Logo Questions Linux Laravel Mysql Ubuntu Git Menu
 

How to Iterate Null Separated Results in non-Bash Shell

Tags:

bash

shell

Okay, so I have a script processing the null-separated output of find, and I can easily process this using a bash shell like so:

#!/bin/sh
find "$1" -print0 | while read -rd '' path; do echo "$path"; done

Fairly silly example since it just converts the results to new-lines anyway, but it's just to give you an idea of what I'm looking to do. This basic method works great, and avoids potential issues due to files possibly containing new-lines on various file-systems.

However, I need to do the same thing on a non-bash shell, which means I lose support for read -d. So, without resorting to bash (or other shell) specific features, is there a way that I can process null-separated results similarly to the above?

If not, what is the best to protect myself against new-lines in results? I was thinking I could perhaps use the -exec option of find to replace new-lines in file names with some kind of escaped value, but I'm not sure of the best way to find and replace the new-lines (I can't use tr for example) or what replacement to use, which is why null-characters are the best option if available.

like image 945
Haravikk Avatar asked Mar 31 '14 13:03

Haravikk


2 Answers

See How can I find and safely handle file names containing newlines, spaces or both?.

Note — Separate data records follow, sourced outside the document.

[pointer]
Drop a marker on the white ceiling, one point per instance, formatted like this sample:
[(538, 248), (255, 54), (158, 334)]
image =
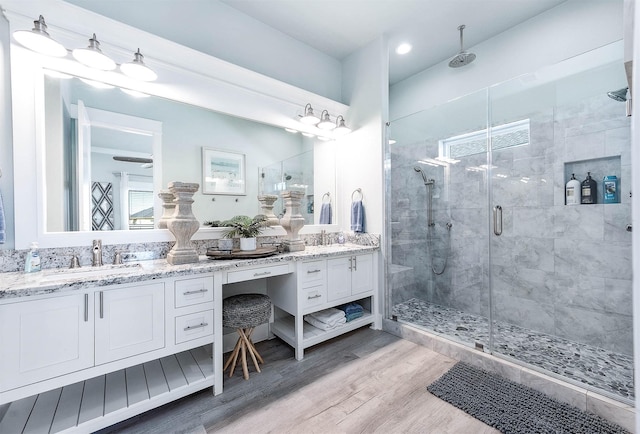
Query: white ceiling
[(340, 27)]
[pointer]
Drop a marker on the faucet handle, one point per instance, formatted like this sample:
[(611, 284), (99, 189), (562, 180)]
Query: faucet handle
[(75, 262)]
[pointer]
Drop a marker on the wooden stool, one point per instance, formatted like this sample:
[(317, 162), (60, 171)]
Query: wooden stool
[(244, 312)]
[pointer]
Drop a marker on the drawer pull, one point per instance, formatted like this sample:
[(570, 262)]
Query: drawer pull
[(195, 292), (202, 324)]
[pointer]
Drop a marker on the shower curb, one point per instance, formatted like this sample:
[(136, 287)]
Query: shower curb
[(618, 412)]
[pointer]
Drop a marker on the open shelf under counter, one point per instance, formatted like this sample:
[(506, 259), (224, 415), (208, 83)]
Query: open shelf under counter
[(87, 406), (284, 328)]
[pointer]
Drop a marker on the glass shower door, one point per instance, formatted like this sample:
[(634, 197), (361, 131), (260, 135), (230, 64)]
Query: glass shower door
[(560, 275)]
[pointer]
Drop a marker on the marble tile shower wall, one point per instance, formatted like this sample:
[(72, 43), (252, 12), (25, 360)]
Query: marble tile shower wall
[(557, 269)]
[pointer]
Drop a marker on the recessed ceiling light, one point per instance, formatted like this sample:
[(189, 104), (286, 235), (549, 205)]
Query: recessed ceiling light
[(403, 48)]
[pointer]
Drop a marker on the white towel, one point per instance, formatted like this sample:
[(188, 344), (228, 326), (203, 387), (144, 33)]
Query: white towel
[(323, 325), (328, 316)]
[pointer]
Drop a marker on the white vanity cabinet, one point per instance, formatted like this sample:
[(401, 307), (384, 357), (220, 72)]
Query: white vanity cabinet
[(45, 338), (129, 321), (321, 284)]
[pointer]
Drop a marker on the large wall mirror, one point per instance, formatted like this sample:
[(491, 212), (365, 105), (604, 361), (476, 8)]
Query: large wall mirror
[(109, 152)]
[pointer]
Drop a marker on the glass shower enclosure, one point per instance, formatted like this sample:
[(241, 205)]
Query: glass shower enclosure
[(485, 250)]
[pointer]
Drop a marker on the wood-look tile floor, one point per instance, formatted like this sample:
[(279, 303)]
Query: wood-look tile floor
[(366, 381)]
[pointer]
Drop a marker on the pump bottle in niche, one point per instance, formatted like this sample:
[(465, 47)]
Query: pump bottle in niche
[(573, 191), (589, 190)]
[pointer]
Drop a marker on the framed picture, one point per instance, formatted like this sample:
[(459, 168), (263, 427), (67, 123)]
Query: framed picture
[(223, 172)]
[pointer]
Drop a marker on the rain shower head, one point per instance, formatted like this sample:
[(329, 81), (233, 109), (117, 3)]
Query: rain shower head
[(463, 58), (619, 95)]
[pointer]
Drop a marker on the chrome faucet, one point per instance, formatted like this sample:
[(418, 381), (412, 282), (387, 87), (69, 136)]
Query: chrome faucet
[(97, 253)]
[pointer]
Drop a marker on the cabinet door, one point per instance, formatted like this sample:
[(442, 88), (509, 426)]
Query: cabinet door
[(129, 321), (362, 274), (338, 278), (45, 338)]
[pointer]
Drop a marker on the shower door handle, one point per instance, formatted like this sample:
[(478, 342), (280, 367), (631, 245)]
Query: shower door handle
[(497, 220)]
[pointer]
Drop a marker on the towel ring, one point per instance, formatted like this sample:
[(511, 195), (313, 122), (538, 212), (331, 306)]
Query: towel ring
[(357, 190)]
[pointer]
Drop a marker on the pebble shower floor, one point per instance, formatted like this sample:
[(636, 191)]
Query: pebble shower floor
[(609, 372)]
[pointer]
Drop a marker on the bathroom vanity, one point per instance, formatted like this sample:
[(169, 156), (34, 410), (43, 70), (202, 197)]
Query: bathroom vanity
[(84, 349)]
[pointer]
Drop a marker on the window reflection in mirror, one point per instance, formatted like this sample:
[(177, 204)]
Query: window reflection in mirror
[(160, 142)]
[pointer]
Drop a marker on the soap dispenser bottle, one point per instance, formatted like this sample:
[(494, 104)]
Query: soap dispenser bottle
[(573, 191), (589, 190), (32, 261)]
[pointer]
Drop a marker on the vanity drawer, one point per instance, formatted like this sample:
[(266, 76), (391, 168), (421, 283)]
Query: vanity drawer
[(193, 291), (194, 326), (313, 272), (313, 296), (257, 273)]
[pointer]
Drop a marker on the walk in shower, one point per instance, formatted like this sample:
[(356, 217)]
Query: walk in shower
[(483, 249)]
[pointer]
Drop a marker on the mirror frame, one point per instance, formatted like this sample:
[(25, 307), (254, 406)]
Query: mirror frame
[(208, 82)]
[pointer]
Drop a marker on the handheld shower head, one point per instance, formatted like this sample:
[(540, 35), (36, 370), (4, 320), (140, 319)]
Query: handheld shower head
[(424, 176)]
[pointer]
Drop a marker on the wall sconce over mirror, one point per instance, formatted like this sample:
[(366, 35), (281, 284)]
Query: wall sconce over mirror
[(324, 122), (39, 41)]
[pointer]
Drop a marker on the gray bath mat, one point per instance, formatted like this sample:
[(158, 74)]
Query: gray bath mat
[(513, 408)]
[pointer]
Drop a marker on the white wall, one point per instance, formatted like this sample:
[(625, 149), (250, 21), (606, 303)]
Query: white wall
[(570, 29), (360, 154), (234, 37)]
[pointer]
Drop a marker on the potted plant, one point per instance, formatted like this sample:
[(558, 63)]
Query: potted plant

You can e.g. use find -exec:

find [...] -exec <command> {} \;

or xargs -0:

find [...] -print0 | xargs -r0 <command>

Note that in your above example you still need to set IFS or you will trim off leading/trailing whitespace:

while IFS= read -rd '' file; do
   do_something_with "${file}"
done

You are right, it's a real bummer that this read only properly works in bash. I usually don't give a damn about possible newlines in filenames and just make sure that otherwise portable code doesn't break if they occur (as opposed to ignoring the problem and your script exploding) which I believe suffices for most scenarios, e.g.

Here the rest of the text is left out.